# Mezcladora con puerto USB



## calolo (Sep 18, 2010)

Hola, este es mi primer post por aca

Primero quiero felicitar por tanta información compartida, es una información que vale oro !!

Bueno, al grano, miren lo que quiero hacer es una mesa mezcladora pero quiero que se conecte via USB a mi Pc, por ahora lo que hago es conectar la salida de la mezcladora al input de la tarjeta de sonido; ya tengo el circuito de la mezcladora pero nose como hacer este puerto USB.

Estuve leyendo algo de información acerca del USB, y miro que tiene 4 puntos de coneccion, 2 para alimentación y 2 para datos. Entonces supongo que por esos dos puntos tengo q enviar la señal de audio pero no se como ???

Si es que no se me entiende, pues no es lo mismo pero quiero que funcione como interfaz tal como esta http://www.m-audio.com/products/en_us/FastTrack.html, como digo no es lo mismo pero esa es la conexion que quiero hacer.

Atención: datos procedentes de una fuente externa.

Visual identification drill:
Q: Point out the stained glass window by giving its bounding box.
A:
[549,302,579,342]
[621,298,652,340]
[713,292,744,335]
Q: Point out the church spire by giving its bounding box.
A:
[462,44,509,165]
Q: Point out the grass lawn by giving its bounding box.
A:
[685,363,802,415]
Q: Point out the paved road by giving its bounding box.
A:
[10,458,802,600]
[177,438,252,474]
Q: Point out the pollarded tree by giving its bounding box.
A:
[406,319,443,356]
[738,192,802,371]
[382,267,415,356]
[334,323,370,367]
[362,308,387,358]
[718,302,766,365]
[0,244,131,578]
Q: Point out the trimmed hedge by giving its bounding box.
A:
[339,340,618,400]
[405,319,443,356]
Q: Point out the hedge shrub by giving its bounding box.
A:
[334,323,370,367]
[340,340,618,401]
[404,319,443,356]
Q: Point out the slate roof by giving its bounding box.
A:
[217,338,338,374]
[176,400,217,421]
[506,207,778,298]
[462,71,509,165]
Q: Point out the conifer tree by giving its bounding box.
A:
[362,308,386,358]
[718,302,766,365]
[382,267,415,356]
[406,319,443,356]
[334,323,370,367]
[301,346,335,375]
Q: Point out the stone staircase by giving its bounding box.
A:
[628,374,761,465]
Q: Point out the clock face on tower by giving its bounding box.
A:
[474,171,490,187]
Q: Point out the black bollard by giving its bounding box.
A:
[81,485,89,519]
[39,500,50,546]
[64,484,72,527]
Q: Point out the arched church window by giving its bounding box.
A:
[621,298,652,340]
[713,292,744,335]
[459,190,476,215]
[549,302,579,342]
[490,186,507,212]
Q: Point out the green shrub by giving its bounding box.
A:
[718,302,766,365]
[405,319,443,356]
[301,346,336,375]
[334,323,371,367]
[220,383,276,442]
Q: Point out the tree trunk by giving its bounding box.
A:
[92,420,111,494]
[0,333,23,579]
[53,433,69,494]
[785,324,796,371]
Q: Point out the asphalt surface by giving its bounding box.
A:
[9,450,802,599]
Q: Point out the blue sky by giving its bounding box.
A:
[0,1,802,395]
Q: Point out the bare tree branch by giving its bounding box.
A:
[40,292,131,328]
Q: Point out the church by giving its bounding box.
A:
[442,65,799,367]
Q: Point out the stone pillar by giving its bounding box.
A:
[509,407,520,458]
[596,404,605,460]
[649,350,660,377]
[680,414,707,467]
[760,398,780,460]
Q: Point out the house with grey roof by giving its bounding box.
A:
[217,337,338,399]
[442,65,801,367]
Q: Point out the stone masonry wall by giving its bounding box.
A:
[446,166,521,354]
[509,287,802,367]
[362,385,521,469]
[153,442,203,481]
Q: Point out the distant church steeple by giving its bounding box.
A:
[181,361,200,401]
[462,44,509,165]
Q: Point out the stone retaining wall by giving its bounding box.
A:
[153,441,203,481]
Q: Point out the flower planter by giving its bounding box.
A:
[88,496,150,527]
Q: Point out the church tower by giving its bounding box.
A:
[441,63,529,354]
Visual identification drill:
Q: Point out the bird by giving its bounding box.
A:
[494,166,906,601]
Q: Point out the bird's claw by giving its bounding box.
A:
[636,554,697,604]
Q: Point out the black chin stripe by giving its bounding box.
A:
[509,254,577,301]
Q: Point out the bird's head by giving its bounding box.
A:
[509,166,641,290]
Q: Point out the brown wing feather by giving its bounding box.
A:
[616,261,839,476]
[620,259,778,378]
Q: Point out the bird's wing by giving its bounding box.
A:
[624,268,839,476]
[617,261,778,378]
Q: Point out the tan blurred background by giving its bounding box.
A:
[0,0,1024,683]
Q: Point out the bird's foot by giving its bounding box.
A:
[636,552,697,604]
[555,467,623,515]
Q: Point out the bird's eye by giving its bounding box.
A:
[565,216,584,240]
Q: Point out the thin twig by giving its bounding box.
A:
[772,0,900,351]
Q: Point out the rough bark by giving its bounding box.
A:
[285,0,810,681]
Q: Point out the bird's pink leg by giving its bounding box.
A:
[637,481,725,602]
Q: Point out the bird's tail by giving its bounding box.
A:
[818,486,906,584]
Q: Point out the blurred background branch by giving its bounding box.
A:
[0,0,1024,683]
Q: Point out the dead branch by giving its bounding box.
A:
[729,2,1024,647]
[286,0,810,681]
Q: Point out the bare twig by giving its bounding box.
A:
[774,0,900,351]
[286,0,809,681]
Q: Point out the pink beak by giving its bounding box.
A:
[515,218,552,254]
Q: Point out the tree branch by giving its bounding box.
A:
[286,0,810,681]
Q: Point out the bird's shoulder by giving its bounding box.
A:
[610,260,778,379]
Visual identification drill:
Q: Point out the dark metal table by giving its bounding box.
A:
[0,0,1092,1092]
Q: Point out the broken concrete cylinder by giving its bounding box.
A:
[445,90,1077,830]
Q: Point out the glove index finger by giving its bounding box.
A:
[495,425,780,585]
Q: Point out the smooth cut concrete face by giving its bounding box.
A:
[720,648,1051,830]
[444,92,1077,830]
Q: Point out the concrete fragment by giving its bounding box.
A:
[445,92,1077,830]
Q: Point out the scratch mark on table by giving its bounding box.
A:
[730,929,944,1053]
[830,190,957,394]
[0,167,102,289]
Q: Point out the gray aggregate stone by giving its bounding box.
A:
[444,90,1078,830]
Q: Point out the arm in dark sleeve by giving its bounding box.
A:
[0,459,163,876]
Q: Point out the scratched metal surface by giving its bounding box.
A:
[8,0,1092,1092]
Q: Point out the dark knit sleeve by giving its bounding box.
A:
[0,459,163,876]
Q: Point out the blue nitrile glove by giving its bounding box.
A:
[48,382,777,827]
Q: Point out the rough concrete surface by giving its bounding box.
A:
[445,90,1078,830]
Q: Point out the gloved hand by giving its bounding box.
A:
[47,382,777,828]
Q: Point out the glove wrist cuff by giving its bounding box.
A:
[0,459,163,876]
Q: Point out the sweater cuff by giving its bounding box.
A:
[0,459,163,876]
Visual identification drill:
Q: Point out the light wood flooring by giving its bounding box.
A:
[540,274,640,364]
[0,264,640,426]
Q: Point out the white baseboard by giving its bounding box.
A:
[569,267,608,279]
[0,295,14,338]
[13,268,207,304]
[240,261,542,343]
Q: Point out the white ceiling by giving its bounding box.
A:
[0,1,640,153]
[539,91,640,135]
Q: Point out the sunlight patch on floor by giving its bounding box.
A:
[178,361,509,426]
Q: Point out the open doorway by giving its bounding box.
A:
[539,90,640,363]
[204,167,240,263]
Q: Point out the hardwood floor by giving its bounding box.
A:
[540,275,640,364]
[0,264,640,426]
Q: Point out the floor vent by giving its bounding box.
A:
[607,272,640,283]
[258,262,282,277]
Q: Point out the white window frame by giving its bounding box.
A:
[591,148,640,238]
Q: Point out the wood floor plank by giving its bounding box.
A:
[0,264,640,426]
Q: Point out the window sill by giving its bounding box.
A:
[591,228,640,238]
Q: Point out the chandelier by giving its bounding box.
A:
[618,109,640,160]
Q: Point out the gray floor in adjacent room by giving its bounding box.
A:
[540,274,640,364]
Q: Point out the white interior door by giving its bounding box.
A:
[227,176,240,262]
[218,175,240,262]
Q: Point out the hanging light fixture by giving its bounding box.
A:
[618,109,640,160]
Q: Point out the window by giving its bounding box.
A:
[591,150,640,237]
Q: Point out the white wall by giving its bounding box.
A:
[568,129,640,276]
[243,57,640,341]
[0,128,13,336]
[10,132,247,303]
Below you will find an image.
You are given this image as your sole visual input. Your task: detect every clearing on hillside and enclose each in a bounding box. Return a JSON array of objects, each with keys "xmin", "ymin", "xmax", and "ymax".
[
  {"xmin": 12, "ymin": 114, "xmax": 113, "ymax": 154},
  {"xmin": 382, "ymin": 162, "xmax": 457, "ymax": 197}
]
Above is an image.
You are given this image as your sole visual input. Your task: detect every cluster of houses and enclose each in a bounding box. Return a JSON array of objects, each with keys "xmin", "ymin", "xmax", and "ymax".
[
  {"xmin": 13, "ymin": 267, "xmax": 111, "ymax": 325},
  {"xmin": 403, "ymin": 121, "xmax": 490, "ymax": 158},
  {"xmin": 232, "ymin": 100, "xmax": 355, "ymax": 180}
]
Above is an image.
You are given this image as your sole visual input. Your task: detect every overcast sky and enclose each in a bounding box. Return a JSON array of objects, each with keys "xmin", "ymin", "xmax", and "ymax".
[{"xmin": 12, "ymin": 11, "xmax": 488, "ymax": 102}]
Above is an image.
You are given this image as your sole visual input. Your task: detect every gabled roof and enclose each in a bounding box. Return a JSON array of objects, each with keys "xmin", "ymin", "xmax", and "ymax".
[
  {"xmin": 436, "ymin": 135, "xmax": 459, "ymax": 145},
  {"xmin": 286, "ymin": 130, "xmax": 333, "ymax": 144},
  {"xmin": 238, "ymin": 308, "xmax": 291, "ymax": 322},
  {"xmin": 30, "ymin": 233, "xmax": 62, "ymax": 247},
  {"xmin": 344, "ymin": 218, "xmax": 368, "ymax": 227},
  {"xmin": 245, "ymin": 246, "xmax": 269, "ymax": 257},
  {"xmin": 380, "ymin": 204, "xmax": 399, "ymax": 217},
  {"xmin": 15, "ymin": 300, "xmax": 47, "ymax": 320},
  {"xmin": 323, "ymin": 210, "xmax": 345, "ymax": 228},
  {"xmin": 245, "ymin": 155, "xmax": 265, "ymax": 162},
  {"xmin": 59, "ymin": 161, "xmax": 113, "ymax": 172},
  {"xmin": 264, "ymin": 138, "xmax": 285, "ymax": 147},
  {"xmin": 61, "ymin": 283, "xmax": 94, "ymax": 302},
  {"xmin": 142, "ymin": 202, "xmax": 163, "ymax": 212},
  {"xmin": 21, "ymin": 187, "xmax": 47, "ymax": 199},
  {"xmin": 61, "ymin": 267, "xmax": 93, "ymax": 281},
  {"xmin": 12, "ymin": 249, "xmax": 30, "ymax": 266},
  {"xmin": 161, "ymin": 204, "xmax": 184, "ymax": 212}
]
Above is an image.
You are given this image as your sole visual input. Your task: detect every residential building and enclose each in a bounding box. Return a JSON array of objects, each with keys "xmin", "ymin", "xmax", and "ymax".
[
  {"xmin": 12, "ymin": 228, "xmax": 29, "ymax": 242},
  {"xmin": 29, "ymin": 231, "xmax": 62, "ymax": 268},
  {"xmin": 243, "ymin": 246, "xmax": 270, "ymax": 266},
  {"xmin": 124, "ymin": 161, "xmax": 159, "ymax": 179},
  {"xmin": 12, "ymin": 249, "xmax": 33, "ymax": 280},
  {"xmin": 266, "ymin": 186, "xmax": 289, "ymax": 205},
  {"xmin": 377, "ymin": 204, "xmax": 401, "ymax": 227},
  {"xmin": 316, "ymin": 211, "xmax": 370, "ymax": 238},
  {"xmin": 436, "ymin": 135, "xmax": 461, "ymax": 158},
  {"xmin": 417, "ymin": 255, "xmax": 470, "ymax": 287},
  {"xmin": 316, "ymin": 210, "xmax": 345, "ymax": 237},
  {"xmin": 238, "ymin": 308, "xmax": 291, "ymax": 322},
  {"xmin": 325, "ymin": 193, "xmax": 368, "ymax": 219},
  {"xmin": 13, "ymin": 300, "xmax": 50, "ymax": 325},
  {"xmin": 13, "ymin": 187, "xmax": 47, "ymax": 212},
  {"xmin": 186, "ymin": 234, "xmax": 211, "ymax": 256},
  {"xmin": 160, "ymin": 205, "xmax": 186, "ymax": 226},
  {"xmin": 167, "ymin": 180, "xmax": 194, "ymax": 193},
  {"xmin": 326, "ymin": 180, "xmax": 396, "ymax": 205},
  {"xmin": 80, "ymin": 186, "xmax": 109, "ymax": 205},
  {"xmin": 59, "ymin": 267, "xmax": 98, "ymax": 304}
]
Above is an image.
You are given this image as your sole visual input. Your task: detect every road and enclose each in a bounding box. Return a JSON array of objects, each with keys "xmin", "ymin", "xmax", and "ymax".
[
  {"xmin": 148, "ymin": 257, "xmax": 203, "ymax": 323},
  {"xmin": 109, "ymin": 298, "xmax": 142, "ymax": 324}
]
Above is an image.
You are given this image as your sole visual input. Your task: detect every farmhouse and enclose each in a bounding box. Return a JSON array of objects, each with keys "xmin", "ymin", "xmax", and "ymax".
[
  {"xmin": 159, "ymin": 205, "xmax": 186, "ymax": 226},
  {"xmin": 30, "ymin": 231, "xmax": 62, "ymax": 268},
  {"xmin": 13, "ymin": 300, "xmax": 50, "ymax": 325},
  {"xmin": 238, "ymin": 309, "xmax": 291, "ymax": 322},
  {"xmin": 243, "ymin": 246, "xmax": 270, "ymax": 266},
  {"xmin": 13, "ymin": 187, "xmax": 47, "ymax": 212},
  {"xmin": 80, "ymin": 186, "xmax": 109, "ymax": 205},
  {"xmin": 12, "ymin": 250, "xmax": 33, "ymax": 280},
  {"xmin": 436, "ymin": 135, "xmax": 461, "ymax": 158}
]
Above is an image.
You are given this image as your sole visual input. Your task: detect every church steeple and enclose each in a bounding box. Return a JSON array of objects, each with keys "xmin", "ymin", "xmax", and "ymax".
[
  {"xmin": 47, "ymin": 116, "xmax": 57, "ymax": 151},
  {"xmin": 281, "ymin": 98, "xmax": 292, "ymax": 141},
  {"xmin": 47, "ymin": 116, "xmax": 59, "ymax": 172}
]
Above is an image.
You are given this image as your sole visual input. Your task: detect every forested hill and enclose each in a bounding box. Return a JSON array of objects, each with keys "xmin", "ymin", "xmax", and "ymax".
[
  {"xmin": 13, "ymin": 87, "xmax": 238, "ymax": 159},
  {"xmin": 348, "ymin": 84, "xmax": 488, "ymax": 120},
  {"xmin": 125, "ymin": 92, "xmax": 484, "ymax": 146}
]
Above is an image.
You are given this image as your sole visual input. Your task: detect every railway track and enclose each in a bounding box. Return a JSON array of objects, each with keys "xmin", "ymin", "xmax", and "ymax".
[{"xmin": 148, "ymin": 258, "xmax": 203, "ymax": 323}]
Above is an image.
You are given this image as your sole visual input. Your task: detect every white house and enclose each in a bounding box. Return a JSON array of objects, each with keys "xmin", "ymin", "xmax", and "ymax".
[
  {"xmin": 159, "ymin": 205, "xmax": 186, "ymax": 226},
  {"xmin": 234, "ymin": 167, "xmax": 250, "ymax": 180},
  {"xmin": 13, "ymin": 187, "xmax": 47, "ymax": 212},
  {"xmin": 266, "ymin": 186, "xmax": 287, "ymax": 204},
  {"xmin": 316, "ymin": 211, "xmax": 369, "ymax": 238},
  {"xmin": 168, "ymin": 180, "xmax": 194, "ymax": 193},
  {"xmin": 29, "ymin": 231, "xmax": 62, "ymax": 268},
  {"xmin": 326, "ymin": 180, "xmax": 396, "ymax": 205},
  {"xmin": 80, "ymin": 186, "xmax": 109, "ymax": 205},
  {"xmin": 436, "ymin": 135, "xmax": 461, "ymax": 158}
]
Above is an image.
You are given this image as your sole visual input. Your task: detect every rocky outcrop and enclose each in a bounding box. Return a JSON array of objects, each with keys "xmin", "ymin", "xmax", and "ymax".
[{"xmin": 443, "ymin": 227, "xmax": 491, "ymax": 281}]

Por favor si alguien sabe algo de esto, porfa ayudaa!!!! 

Gracias de antemano!!


----------



## ByAxel (Sep 18, 2010)

Esto:
Control de dispositivos a través del módulo USB del PIC18F2550
USB HID y dispositivo de juegos
Controlador MIDI por USB con PIC para Virtual Dj
Hay mas en el foro, pero tienes tal vez un largo camino ya que ahí debes de saber como trabaja el driver USB del software, para luego crearle su interfaz (hardware) apropiado y asi lo reconozca como suyo, puesto que no es enchufar y ya!.

Un saludo


----------



## calolo (Sep 18, 2010)

Gracias por la respuesta tan pronta.

Y ahora leo todo eso y veo como lo hago. Camino largo hay por recorrer pero no tengo pereza jajajaja!!
Cuando lo tenga lo pongo 

Gracias, igual espero más info jejej


----------



## wattalex (Sep 22, 2010)

mejor compra una interfase berhinger aqui en  mexico  cuestan 500 pesos  o  abeses  ya viene incluida en  la compra de la mezcladora ,son de las mas economicas


----------



## calolo (Sep 22, 2010)

esa es la solucion mas facil!!! pero yo generalmente suelo complicarme la vida jajajajaja la cosa es q*UE* quiero hacer yo mismo!!! igual gracias por la sugerencia


----------



## luisflorio (Feb 18, 2011)

usa una placa de audio usb que no necesita drivers. se usan en notebook o muchas veces para reeplazar las placas de audio onboard cuando no funcionan.


----------